Sébastien Tellier on the Making of Sexuality
Oct 13, 2008 5:58 PM, Tony Ware
Photo by Laurent Bochet
In 2001, Parisian paramour Sébastien Tellier released L’incroyable Vérité, a work of romantic yet reserved orchestration. In 2004, he followed it up with the more lively message-infused Politics. Over time, Tellier garnered a reputation as an artist offering fluid melodies and pliant instrumentation, part of a synth-pop continuum drawn from Jean Michel Jarre, but with an oversexed persona at times threatening to reach that of a lothario just short of Eurobeat pleasureman Günther & the Sunshine Girls (he of the “Ding Dong Song”). Tellier’s music, however, was always more than a quickie and placed him more akin to the gently quivering bedroom pop of Junior Boys.
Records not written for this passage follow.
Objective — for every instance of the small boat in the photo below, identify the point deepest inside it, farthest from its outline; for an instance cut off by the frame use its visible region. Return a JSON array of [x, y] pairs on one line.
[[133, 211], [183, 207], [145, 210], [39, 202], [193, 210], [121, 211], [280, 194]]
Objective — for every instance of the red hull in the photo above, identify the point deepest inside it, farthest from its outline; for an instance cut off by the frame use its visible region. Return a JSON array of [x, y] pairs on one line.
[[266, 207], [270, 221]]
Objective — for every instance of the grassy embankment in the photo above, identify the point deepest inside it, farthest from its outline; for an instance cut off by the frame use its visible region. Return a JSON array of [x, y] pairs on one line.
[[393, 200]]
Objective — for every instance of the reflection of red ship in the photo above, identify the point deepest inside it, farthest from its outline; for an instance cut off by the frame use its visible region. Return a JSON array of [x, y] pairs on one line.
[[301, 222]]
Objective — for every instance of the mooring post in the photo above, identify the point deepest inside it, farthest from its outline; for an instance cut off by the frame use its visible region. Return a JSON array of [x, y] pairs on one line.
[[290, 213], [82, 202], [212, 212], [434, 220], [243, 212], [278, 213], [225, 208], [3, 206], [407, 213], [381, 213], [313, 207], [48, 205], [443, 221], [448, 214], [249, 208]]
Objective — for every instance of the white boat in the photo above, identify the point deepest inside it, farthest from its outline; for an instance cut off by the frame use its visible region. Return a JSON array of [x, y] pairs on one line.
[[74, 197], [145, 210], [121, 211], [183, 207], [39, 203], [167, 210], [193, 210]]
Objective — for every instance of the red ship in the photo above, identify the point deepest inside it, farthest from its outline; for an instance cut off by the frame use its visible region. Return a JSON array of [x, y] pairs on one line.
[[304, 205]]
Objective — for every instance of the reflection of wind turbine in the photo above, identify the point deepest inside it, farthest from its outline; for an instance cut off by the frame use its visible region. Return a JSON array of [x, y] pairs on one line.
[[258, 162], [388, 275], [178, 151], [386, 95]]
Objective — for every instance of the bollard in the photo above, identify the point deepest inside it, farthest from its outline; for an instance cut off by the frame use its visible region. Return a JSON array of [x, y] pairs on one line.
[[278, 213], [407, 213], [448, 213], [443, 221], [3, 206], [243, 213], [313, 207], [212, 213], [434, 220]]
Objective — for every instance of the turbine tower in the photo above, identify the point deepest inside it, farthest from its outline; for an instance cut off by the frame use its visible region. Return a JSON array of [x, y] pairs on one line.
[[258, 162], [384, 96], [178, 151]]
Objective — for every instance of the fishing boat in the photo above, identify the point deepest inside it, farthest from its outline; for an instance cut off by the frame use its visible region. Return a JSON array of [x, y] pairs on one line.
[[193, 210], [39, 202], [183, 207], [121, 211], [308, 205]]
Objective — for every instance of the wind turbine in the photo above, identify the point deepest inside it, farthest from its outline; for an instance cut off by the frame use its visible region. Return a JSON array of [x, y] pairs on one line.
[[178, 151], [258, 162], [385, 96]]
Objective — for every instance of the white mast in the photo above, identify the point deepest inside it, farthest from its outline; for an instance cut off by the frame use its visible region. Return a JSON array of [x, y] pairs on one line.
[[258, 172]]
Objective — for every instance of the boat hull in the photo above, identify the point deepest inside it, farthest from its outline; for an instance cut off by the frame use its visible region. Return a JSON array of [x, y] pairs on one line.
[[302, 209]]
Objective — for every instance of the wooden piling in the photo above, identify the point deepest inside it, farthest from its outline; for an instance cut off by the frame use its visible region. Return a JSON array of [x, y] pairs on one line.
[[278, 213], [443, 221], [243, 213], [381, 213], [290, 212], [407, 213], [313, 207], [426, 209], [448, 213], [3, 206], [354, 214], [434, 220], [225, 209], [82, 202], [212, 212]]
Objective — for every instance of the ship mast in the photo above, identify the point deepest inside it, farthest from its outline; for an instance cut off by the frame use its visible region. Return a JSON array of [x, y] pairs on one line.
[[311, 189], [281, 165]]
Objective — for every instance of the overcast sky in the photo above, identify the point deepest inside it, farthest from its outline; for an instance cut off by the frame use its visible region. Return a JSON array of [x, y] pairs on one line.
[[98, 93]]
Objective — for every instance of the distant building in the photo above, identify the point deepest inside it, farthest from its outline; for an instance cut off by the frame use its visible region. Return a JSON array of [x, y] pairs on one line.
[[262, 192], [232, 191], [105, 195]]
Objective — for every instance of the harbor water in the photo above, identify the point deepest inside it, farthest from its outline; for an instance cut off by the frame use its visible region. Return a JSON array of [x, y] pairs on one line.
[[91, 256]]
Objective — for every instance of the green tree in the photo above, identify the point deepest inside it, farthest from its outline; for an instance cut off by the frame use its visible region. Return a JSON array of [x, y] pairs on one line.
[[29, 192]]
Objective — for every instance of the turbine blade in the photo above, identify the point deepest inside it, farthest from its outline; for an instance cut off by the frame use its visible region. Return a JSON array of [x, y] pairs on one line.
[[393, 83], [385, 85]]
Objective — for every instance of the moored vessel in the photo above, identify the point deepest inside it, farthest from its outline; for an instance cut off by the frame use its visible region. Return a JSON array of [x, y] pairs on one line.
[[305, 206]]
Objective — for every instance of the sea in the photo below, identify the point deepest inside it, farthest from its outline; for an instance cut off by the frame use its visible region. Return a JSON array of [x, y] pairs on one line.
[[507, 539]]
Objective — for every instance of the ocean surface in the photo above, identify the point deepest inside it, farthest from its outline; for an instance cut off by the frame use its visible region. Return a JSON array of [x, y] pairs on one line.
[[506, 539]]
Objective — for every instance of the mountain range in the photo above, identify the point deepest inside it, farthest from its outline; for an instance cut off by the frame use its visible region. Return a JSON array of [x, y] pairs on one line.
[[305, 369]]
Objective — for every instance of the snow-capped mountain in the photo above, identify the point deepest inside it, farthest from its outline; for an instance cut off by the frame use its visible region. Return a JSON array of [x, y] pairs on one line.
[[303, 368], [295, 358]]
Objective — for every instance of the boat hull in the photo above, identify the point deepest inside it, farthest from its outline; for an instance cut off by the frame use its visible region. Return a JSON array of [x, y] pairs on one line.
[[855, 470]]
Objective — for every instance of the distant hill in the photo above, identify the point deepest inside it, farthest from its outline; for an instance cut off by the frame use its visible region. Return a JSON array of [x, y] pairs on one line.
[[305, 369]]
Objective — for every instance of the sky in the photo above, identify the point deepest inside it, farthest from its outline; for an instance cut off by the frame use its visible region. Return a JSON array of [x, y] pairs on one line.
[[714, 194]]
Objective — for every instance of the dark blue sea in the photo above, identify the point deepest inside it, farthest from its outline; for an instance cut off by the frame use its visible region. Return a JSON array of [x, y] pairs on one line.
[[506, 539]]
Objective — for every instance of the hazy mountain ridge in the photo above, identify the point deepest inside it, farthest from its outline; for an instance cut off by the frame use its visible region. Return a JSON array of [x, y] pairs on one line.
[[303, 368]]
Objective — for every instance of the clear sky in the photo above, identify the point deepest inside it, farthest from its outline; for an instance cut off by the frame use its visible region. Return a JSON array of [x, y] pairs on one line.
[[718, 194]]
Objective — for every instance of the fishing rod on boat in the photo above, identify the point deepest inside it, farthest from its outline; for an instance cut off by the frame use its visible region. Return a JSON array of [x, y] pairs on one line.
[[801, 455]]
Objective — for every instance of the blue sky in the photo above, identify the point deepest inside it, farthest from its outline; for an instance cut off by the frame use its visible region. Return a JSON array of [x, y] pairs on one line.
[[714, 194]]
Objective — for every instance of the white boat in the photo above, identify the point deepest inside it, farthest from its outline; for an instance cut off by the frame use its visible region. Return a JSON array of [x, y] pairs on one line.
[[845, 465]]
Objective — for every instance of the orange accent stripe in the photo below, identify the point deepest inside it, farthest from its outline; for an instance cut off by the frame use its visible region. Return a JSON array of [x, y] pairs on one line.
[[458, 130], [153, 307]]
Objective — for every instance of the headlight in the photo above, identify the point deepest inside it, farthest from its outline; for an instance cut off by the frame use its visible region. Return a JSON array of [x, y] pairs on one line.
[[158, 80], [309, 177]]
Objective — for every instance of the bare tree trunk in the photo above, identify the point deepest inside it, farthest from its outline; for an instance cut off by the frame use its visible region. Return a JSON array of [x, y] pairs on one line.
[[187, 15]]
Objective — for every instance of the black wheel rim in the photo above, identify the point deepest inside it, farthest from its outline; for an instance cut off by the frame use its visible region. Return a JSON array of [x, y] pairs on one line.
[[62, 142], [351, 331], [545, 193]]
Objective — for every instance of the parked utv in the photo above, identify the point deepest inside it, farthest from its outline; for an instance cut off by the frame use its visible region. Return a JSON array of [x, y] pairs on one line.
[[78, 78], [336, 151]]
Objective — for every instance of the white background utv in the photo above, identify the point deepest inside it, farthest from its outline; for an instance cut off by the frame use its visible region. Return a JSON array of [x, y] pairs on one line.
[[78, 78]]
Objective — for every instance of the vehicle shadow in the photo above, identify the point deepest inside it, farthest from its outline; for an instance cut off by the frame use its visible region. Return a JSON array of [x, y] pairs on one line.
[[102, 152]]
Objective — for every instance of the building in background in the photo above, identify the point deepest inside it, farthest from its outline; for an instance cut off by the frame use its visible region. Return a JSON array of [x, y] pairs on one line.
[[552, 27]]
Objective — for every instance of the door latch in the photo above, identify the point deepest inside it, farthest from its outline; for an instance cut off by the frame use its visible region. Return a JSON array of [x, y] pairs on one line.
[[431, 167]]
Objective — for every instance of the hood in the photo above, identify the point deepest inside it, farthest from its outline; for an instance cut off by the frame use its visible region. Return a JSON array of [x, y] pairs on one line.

The end result of Tellier’s latest studio dalliance is his fourth full-length, Sexuality, released internationally on the Air-associated label, Record Makers, and now available domestically online or through American Apparel. Working with many types of synthesizers—the Moog Memory Moog and Access Virus spotlighted specifically—Tellier passed instantaneously from song to song in the creative process with the aid of an automated SSL console. And you know a lot of thought goes into a concept album; this isn’t mere fooling around, this is baby making! Here, Tellier discusses the love poured into vintage pop homage “Divine” (the album’s first single) and “Sexual Sportswear,” Sexuality’s sole instrumental track.
“Divine”
When time came to compose Sexuality, Tellier cuddled up for the first time with an outside producer: Daft Punk’s Guy-Manuel de Homem-Christo. “Guy-Man was there for every step of the recording,” Tellier says. “To produce the tracks, we always started with a rhythm he created in the morning before I had arrived. Then together we would choose which synthesizer to use at which time.” When it’s noted that “Divine” comes across as a jaunty romp in the vein of Cliff Richard & The Shadow’s 1961 side “The Young Ones” (perhaps best known as the theme to the 1980s British surrealistic sitcom), Tellier responds, “This song is a nod to the Beach Boys and Juicy Fruits. I wanted to do some beach music because the beach is a highly sexual place!” Intending to mix tradition and innovation, Tellier and de Homem-Christo took the rules and threw them into disorder to invent a new music, says Tellier. It’s the sound of rolling atop clothes strewn in a heap, the sun-dappled hook-up transposed to a steady drum-ridden bop and grind with breathy vocals acting as flirty accompaniment.
“Sexual Sportswear”
Providing Sexuality’s foreplay, this teaser track was released as a single in Fall 2007, laden with endorphin-transmitting arpeggios. Across seven minutes, the quietly sexual song becomes increasingly crushed out, increasingly moist with rippling low end. When asked what aspect of synthesizers he considers most like sportswear, Tellier muses, “The heat of the analogical sound, for example of a [Roland] Jupiter-8 played on the bass; I have never heard anything more beautiful.” Once it hits its stride, however, the track maintains a sublime stroke, as if composed in time lapse. “The general signature of the album, and of these two songs, is the abuse of sustained arpeggiator by extra-large tablecloths,” says Tellier semi-cryptically of his 44.1 kHz fling, which was mixed down even as it was being made. “This technique is the one I count on most to be as faithful as possible to the true direction of the song,” comments Tellier on his means of keeping it in the moment. And what might be the best means by which to experience Sexuality’s release? “One must be in love, wait until twilight and open a bottle of champagne,” Tellier concludes.